8:47 AM - Inbox triage
I open the dashboard while my coffee cools. The admin panel loads in that familiar way, and I scan the overnight activity. Nurture AI processed 87 sequences yesterday, 12 new signups came in, and I earned $1,184 in recurring revenue. The numbers land different now than they did last month. That's real money. That's rent and hiring runway.
Three Slack alerts are waiting in the #nurture-critical channel. The agent flagged a deliverability issue on a sequence that went to a manufacturing firm. And there's a reply that came in at 5 AM from someone I need to read more carefully. I open Gmail. 47 unread emails, most of them auto-sent confirmations and a few actual customer support requests.

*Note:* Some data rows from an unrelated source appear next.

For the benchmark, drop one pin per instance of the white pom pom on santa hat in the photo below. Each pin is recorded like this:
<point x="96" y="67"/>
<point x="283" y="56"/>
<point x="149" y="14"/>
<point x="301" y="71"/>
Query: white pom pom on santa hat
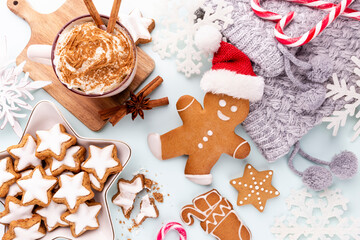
<point x="208" y="38"/>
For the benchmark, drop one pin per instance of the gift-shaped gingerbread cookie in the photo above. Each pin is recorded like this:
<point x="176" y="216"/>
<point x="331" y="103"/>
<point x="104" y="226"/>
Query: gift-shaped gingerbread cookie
<point x="217" y="217"/>
<point x="208" y="132"/>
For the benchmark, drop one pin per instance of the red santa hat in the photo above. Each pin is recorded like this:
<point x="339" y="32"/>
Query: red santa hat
<point x="231" y="72"/>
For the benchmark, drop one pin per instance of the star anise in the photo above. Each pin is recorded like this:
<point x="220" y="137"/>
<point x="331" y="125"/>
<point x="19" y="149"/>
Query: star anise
<point x="136" y="104"/>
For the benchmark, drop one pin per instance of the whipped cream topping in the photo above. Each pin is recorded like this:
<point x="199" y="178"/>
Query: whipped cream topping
<point x="93" y="61"/>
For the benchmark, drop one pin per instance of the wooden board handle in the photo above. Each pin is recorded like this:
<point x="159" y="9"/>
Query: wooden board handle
<point x="23" y="9"/>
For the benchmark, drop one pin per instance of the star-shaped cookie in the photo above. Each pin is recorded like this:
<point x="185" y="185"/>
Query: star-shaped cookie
<point x="15" y="210"/>
<point x="36" y="187"/>
<point x="138" y="26"/>
<point x="24" y="154"/>
<point x="26" y="229"/>
<point x="254" y="187"/>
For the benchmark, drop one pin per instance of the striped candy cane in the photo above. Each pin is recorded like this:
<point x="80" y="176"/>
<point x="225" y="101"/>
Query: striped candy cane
<point x="314" y="32"/>
<point x="172" y="226"/>
<point x="318" y="4"/>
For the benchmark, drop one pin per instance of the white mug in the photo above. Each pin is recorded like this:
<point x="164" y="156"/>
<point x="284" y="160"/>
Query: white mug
<point x="45" y="54"/>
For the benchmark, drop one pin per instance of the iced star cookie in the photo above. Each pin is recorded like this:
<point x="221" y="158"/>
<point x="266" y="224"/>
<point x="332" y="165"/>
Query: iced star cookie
<point x="14" y="189"/>
<point x="7" y="175"/>
<point x="138" y="26"/>
<point x="24" y="154"/>
<point x="127" y="191"/>
<point x="102" y="162"/>
<point x="53" y="142"/>
<point x="51" y="215"/>
<point x="30" y="229"/>
<point x="15" y="210"/>
<point x="73" y="190"/>
<point x="254" y="188"/>
<point x="74" y="156"/>
<point x="148" y="209"/>
<point x="85" y="218"/>
<point x="95" y="184"/>
<point x="36" y="187"/>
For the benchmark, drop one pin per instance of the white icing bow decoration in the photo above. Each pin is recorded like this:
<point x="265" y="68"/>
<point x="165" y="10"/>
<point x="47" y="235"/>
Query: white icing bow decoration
<point x="14" y="90"/>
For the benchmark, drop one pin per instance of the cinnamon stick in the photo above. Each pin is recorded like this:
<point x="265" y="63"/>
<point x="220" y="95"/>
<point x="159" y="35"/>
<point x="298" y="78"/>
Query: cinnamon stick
<point x="113" y="16"/>
<point x="151" y="86"/>
<point x="158" y="102"/>
<point x="94" y="14"/>
<point x="109" y="112"/>
<point x="118" y="116"/>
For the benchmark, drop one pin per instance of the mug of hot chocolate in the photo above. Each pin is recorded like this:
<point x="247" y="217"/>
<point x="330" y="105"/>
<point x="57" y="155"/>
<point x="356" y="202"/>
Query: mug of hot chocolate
<point x="88" y="60"/>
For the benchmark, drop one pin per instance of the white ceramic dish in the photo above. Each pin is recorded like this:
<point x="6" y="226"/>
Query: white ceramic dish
<point x="43" y="117"/>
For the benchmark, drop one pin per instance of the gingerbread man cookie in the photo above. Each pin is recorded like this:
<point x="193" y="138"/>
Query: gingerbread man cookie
<point x="254" y="187"/>
<point x="24" y="154"/>
<point x="217" y="217"/>
<point x="206" y="134"/>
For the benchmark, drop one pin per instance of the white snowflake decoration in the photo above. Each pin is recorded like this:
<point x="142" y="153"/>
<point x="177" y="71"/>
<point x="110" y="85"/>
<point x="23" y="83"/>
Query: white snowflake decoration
<point x="14" y="90"/>
<point x="176" y="36"/>
<point x="317" y="216"/>
<point x="338" y="90"/>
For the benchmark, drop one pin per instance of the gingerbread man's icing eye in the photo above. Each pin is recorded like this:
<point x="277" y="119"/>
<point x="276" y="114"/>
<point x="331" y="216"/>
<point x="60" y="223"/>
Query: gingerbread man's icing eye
<point x="222" y="103"/>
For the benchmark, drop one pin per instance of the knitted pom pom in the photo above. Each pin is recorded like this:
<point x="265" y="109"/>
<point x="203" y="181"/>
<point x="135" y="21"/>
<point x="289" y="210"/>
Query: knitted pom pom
<point x="208" y="38"/>
<point x="344" y="165"/>
<point x="322" y="68"/>
<point x="317" y="178"/>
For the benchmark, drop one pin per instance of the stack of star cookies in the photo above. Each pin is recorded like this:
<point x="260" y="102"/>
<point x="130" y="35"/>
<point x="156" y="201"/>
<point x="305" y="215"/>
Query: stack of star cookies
<point x="48" y="182"/>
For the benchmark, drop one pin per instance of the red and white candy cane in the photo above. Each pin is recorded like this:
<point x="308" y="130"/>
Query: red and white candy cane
<point x="172" y="226"/>
<point x="318" y="4"/>
<point x="314" y="32"/>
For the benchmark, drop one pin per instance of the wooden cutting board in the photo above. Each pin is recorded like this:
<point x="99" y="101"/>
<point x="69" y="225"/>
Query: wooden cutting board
<point x="44" y="28"/>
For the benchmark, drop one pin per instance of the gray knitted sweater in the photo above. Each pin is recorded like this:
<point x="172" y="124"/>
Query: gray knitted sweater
<point x="288" y="111"/>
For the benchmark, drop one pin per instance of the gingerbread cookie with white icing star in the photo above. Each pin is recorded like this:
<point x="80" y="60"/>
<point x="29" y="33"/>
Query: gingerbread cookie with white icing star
<point x="51" y="215"/>
<point x="53" y="142"/>
<point x="74" y="156"/>
<point x="84" y="219"/>
<point x="15" y="210"/>
<point x="255" y="188"/>
<point x="36" y="187"/>
<point x="127" y="192"/>
<point x="7" y="176"/>
<point x="102" y="162"/>
<point x="24" y="154"/>
<point x="74" y="190"/>
<point x="31" y="228"/>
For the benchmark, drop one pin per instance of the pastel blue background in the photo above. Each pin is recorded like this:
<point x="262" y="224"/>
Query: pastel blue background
<point x="169" y="174"/>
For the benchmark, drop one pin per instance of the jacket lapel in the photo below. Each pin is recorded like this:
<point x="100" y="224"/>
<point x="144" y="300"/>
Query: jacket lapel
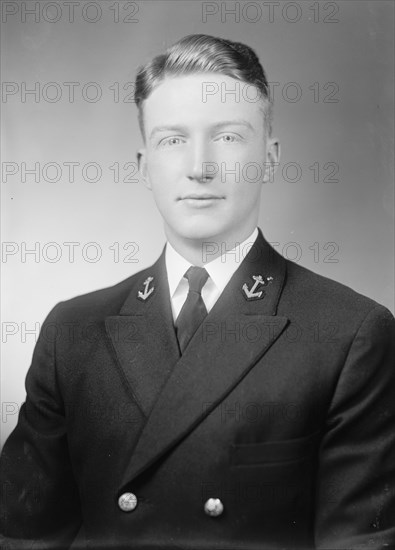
<point x="237" y="332"/>
<point x="143" y="337"/>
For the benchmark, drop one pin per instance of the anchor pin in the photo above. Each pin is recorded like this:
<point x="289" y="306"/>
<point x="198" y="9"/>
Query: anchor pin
<point x="143" y="295"/>
<point x="251" y="293"/>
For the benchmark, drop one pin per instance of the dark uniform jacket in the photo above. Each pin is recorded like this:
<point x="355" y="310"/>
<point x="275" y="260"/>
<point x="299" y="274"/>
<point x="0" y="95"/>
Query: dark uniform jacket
<point x="281" y="409"/>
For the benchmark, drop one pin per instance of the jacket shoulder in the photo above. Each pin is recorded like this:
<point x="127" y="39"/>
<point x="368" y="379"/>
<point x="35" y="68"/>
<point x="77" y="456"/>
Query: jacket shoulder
<point x="99" y="303"/>
<point x="308" y="290"/>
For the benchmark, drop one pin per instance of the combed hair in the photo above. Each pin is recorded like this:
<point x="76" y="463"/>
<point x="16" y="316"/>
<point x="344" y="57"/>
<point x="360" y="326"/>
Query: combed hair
<point x="202" y="53"/>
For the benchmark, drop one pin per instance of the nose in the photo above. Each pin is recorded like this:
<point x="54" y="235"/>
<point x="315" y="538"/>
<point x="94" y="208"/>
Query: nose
<point x="199" y="167"/>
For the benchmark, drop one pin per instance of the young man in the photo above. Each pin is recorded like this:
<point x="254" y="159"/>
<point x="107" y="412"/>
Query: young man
<point x="206" y="413"/>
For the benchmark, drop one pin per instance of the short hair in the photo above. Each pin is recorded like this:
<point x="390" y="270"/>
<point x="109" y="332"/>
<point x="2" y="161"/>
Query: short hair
<point x="202" y="53"/>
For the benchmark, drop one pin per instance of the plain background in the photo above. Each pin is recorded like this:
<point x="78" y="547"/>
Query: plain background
<point x="354" y="53"/>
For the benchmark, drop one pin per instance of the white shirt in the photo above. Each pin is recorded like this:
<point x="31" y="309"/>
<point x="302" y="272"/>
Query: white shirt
<point x="220" y="272"/>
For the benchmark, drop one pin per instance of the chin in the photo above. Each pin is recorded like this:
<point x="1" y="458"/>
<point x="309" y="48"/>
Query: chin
<point x="200" y="230"/>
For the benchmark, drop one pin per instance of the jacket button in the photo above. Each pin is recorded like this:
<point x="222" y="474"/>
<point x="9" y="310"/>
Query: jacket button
<point x="127" y="502"/>
<point x="213" y="507"/>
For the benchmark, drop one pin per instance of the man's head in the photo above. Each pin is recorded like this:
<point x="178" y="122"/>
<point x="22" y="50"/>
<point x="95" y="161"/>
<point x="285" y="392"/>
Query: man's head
<point x="201" y="53"/>
<point x="205" y="115"/>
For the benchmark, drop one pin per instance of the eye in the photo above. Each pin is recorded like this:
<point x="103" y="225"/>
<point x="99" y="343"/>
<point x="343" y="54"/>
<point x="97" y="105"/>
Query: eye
<point x="229" y="138"/>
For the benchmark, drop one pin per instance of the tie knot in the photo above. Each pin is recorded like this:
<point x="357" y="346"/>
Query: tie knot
<point x="197" y="277"/>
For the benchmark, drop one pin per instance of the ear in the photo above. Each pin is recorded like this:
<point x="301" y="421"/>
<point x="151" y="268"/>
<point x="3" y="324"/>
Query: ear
<point x="142" y="167"/>
<point x="272" y="159"/>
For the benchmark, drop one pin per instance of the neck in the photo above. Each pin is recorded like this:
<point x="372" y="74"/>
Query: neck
<point x="202" y="251"/>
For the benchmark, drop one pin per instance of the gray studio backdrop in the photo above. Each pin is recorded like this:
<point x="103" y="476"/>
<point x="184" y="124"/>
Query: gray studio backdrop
<point x="75" y="215"/>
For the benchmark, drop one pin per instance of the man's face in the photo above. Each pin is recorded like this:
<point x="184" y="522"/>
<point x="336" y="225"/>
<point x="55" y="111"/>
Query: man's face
<point x="206" y="156"/>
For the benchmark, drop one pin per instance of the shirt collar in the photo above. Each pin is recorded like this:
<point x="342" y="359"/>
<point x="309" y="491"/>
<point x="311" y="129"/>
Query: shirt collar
<point x="220" y="270"/>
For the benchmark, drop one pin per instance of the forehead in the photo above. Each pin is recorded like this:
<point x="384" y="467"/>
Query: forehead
<point x="202" y="99"/>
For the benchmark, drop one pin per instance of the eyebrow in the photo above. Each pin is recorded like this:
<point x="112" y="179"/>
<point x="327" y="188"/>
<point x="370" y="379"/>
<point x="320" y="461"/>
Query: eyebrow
<point x="218" y="126"/>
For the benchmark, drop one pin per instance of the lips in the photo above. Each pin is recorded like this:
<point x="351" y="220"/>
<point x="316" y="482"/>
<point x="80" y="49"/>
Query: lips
<point x="203" y="197"/>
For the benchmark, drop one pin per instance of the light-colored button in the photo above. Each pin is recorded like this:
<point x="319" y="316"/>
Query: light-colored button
<point x="127" y="502"/>
<point x="213" y="507"/>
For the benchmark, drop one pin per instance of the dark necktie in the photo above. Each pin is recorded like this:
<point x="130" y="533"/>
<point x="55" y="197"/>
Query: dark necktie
<point x="193" y="311"/>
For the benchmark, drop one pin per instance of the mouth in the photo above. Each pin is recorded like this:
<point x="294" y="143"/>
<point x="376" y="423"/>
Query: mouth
<point x="200" y="197"/>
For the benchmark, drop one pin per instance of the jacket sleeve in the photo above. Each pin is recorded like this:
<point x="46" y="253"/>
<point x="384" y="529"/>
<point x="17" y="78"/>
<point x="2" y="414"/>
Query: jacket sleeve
<point x="39" y="499"/>
<point x="356" y="476"/>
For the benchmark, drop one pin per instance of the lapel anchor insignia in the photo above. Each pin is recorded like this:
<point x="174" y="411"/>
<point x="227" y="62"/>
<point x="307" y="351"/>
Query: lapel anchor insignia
<point x="252" y="293"/>
<point x="143" y="295"/>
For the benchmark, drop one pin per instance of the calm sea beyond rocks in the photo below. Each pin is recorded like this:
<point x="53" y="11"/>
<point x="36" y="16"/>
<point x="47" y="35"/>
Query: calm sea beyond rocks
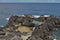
<point x="29" y="27"/>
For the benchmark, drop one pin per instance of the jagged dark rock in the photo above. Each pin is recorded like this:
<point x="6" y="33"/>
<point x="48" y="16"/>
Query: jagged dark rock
<point x="39" y="28"/>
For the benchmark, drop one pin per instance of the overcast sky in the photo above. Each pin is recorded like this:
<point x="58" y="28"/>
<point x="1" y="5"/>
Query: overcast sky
<point x="33" y="1"/>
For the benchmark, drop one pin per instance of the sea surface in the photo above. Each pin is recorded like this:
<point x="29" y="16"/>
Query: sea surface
<point x="8" y="9"/>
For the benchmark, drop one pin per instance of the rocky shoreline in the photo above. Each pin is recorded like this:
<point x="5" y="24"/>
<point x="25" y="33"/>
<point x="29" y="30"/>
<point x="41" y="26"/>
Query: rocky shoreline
<point x="29" y="27"/>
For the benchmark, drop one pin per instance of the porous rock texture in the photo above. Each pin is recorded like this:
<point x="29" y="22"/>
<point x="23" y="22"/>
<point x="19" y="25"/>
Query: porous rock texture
<point x="18" y="26"/>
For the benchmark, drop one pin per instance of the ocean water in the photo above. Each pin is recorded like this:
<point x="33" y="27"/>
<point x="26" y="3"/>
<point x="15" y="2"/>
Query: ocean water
<point x="8" y="9"/>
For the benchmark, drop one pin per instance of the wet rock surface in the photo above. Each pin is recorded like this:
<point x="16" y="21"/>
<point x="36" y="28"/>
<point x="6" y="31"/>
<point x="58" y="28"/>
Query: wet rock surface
<point x="28" y="27"/>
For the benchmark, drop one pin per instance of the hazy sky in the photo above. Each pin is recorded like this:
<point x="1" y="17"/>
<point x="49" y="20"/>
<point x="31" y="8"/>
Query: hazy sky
<point x="36" y="1"/>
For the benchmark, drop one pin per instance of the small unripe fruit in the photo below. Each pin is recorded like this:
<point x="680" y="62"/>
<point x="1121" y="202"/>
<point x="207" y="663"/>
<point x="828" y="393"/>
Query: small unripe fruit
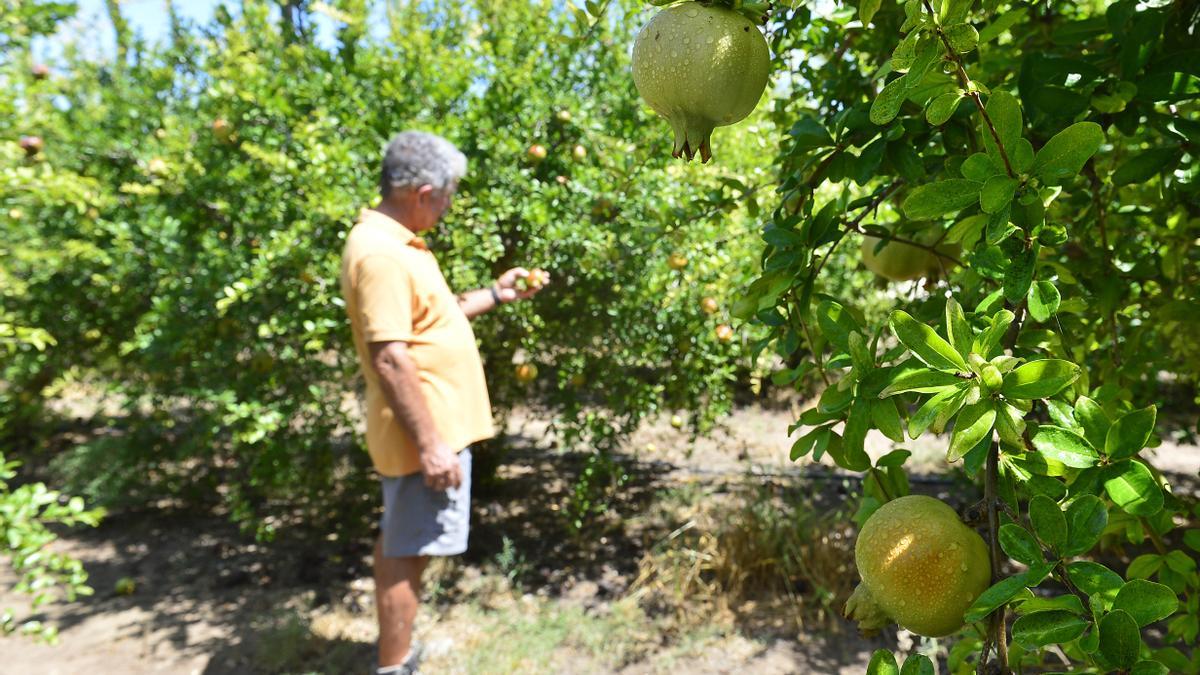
<point x="222" y="129"/>
<point x="31" y="144"/>
<point x="603" y="209"/>
<point x="991" y="377"/>
<point x="537" y="153"/>
<point x="526" y="372"/>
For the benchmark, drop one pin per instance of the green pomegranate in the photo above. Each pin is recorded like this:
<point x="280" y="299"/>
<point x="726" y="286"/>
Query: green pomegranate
<point x="921" y="567"/>
<point x="700" y="67"/>
<point x="904" y="262"/>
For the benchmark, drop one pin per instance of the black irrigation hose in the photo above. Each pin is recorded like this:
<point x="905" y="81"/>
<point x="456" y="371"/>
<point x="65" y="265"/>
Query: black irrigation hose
<point x="679" y="473"/>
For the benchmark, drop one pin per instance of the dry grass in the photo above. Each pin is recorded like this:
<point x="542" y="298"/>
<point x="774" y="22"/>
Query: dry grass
<point x="749" y="556"/>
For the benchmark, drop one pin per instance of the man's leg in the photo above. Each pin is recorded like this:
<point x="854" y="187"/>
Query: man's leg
<point x="397" y="595"/>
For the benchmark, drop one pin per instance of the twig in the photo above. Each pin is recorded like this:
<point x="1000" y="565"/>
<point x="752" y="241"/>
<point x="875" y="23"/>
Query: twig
<point x="1102" y="220"/>
<point x="965" y="82"/>
<point x="999" y="628"/>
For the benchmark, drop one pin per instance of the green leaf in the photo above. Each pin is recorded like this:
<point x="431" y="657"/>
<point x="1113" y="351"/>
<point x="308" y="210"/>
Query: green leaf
<point x="1021" y="155"/>
<point x="996" y="193"/>
<point x="887" y="105"/>
<point x="942" y="107"/>
<point x="1095" y="579"/>
<point x="979" y="167"/>
<point x="905" y="53"/>
<point x="923" y="381"/>
<point x="1011" y="424"/>
<point x="1006" y="115"/>
<point x="837" y="324"/>
<point x="1146" y="601"/>
<point x="1019" y="544"/>
<point x="1147" y="668"/>
<point x="1065" y="446"/>
<point x="1145" y="566"/>
<point x="882" y="663"/>
<point x="1120" y="639"/>
<point x="1065" y="155"/>
<point x="917" y="664"/>
<point x="1049" y="521"/>
<point x="1039" y="380"/>
<point x="942" y="404"/>
<point x="1051" y="627"/>
<point x="963" y="37"/>
<point x="867" y="10"/>
<point x="958" y="330"/>
<point x="1061" y="413"/>
<point x="967" y="231"/>
<point x="819" y="436"/>
<point x="954" y="11"/>
<point x="1043" y="300"/>
<point x="1095" y="422"/>
<point x="887" y="419"/>
<point x="1129" y="434"/>
<point x="1003" y="591"/>
<point x="936" y="199"/>
<point x="1019" y="275"/>
<point x="858" y="423"/>
<point x="972" y="424"/>
<point x="1066" y="603"/>
<point x="1001" y="24"/>
<point x="1086" y="519"/>
<point x="925" y="344"/>
<point x="1145" y="166"/>
<point x="988" y="342"/>
<point x="1134" y="488"/>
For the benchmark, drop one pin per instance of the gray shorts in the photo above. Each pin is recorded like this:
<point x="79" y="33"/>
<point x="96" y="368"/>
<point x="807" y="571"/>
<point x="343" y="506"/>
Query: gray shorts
<point x="418" y="520"/>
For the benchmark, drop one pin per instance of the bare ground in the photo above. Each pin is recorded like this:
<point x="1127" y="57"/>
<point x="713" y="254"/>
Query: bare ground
<point x="209" y="601"/>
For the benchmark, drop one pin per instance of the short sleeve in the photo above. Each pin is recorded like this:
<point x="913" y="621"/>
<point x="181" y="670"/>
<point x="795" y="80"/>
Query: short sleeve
<point x="385" y="299"/>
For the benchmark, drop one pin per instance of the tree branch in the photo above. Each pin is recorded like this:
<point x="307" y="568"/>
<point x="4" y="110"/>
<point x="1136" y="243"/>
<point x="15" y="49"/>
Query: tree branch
<point x="965" y="83"/>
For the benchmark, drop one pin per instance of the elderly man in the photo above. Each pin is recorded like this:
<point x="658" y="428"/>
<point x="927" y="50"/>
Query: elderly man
<point x="426" y="396"/>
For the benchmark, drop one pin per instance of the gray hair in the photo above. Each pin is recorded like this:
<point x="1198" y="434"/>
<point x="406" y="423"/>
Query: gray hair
<point x="414" y="159"/>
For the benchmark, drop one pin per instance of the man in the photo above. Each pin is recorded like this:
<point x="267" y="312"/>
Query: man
<point x="426" y="396"/>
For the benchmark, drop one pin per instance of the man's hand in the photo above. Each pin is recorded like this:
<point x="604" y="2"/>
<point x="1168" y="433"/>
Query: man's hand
<point x="508" y="288"/>
<point x="441" y="467"/>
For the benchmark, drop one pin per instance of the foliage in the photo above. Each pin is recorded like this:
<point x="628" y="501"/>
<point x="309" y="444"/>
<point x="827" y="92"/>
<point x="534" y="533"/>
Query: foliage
<point x="25" y="513"/>
<point x="179" y="236"/>
<point x="1055" y="142"/>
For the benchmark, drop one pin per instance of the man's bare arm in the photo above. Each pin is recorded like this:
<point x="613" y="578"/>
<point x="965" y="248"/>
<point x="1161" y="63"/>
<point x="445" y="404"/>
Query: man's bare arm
<point x="477" y="302"/>
<point x="401" y="389"/>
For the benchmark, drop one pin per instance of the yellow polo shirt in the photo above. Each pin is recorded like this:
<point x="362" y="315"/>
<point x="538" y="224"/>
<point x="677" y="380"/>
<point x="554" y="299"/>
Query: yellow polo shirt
<point x="394" y="291"/>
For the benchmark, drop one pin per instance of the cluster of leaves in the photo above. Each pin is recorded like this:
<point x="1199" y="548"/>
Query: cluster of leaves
<point x="178" y="238"/>
<point x="1056" y="144"/>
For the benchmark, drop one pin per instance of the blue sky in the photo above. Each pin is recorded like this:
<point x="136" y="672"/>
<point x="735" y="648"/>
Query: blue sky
<point x="149" y="18"/>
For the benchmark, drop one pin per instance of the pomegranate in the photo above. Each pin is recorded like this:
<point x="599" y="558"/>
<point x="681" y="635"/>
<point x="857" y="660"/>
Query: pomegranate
<point x="700" y="67"/>
<point x="921" y="567"/>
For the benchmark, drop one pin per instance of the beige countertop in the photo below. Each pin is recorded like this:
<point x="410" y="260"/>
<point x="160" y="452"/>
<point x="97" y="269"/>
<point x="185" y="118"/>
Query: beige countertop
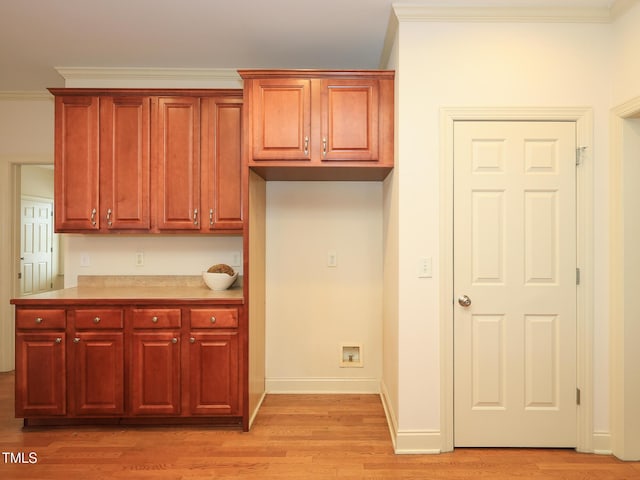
<point x="137" y="289"/>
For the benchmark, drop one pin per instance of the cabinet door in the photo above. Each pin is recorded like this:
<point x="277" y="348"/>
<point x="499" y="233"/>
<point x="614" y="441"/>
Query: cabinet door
<point x="214" y="375"/>
<point x="98" y="373"/>
<point x="40" y="387"/>
<point x="76" y="163"/>
<point x="176" y="152"/>
<point x="124" y="162"/>
<point x="222" y="147"/>
<point x="281" y="119"/>
<point x="155" y="373"/>
<point x="349" y="120"/>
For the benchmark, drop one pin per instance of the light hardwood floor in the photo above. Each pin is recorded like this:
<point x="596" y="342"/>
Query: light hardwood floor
<point x="294" y="437"/>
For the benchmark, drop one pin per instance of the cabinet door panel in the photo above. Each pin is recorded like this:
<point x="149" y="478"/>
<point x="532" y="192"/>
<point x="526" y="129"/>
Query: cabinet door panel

I scroll back through the conversation threads. One from Carol Reyes at Reyes Family Practice. She wrote back at 4:52 AM yesterday: "This is exactly what we've been trying to do in-house. How do I get started?" That's a conversion. I flag it mentally and keep moving.
9:15 AM - Agent drafts waiting for review
I pull up the pending sequences tab. Six email draughts waiting for human approval. The agent has done its job: it pulled company research on each target, selected a template based the buyer's role and likely buying stage, and generated four complete sequences with subject lines, body copy, and send cadence.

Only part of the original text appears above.